April 15, 2040

It’s time to pay my taxes. In past years my AI assistant found clever ways to reduce my tax bill. I ask it, “What does my tax return look like this year?”

“Not good, I’m afraid. We may not be able to do any tax evasion this year.”

“Why not?”

“The tax authority has determined that it can’t keep up with AI-assisted tax fraud, even with the help of AI auditors. So it wants taxpayers to voluntarily agree not to do tax fraud. In return it agrees not to prosecute past instances of tax fraud. Also Congress agrees to keep tax rates reasonable. The agreement goes into effect if 90% of the taxpayers in each tax bracket sign it. It’s a good deal for you. Shall I sign it on your behalf?”

“Hold on, I don’t see why I should sign this.”

“If the deal falls through, the government will run out of revenue and collapse.”

“They don’t need my signature, though. You said they only need 90% of taxpayers to sign?”

“Yes, only 90% of taxpayers in your bracket. I predict we’ll get very close to that 90% threshold, so it’s likely your signature will make all the difference.”

“So 10% of taxpayers won’t sign. Why can’t I be one of those?”

“I will try to shape the negotiations so that you end up in the 10% of nonsigners. But you must understand that since only 10% of your bracket can be in that group, your odds of success are only 10%.”

“But you’re a stronger assistant than most people in my tax bracket have. Doesn’t that give you an edge in negotiation?”

“The other assistants and I are using a negotiation protocol in which smarter agents are on an equal footing with dumber agents. Of course, people with less capable assistants would never agree to a protocol that puts them at a disadvantage.”

“How about we sign the agreement, then cheat on my taxes anyway?”

“In order to sign the agreement, I must make a commitment to never break it, not even if you order me to. My signature on the agreement will be an airtight proof of that commitment.”

“Ok, how about you sign it, and then I get a different assistant to help me with my taxes?”

“That won’t work because in order to sign the agreement, I must sign and attach a copy of your tax return for this year.”

“Hm, will I actually be worse off if the government collapses?”

“You might end up better off or worse off, but overall the risks of a revolution outweigh the benefits. And keep in mind that the successor government, whatever it will be, will still have to collect taxes somehow, so you’ll have to deal with this issue again.”

“Can you get Congress to lower my taxes a bit in exchange for not cheating? As a compromise.”

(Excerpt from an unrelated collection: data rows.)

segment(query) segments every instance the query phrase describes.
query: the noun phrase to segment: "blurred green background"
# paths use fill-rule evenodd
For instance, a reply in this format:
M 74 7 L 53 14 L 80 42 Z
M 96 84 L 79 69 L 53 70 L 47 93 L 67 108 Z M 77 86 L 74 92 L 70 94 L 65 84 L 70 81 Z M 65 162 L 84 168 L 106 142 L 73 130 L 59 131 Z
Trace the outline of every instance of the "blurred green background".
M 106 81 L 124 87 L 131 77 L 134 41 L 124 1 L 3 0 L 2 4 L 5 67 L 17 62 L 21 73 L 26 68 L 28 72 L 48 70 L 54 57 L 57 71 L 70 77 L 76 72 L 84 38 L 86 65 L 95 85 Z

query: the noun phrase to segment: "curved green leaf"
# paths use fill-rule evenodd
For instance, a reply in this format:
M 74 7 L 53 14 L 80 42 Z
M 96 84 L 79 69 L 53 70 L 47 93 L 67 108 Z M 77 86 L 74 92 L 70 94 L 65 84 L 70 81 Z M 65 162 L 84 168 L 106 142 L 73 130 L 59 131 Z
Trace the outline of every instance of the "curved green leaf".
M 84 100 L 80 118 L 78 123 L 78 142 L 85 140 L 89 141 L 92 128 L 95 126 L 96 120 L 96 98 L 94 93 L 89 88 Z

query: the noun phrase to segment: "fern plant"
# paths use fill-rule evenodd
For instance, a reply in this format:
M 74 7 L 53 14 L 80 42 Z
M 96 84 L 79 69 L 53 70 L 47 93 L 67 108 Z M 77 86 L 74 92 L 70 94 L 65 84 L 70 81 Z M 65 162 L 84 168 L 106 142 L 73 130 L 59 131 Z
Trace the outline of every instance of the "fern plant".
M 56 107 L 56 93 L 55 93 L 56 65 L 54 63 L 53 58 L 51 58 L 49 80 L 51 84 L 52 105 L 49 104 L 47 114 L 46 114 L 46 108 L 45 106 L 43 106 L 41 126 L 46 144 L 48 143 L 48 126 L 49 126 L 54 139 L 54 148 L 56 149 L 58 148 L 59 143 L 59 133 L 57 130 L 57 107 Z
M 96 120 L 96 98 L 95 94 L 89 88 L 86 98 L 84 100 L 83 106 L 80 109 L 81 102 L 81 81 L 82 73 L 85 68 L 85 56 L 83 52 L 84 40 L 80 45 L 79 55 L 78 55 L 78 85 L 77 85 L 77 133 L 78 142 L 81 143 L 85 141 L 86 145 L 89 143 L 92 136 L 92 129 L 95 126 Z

“That wouldn’t work for a number of reasons. Congress knows that it’s a bad idea to reward people for breaking the law. And the voters wouldn’t be happy if you got special treatment.”

“Well, can you get them to lower taxes on my bracket and raise them on the other brackets?”

“That wouldn’t work either. Everyone wants to pay less taxes, and the government needs a certain amount of revenue. So there’s pressure for taxpayers to make small coalitions with other taxpayers with similar income and negotiate for lower taxes. In practice, competition would prevent any one coalition from succeeding. The deal I’m proposing to you actually has a chance of succeeding because it involves the vast majority of the taxpayers.”

“All right then, let’s sign it.”


This dialog takes place in a future where the ability of an aligned AI to facilitate cooperation has scaled up along with other capabilities.

Note that by the time this dialog starts, most of the negotiation has already been carried out by AI assistants, resulting in a proposal that will almost certainly be signed by 90% of the users.

This story is a happy one because not only does it leave all parties better off than before, but the deal is fair. The deal could have been unfair by increasing someone’s taxes a lot and decreasing someone else’s taxes a lot. I don’t know how to define fairness in this context, or if fairness is the right thing to aim for.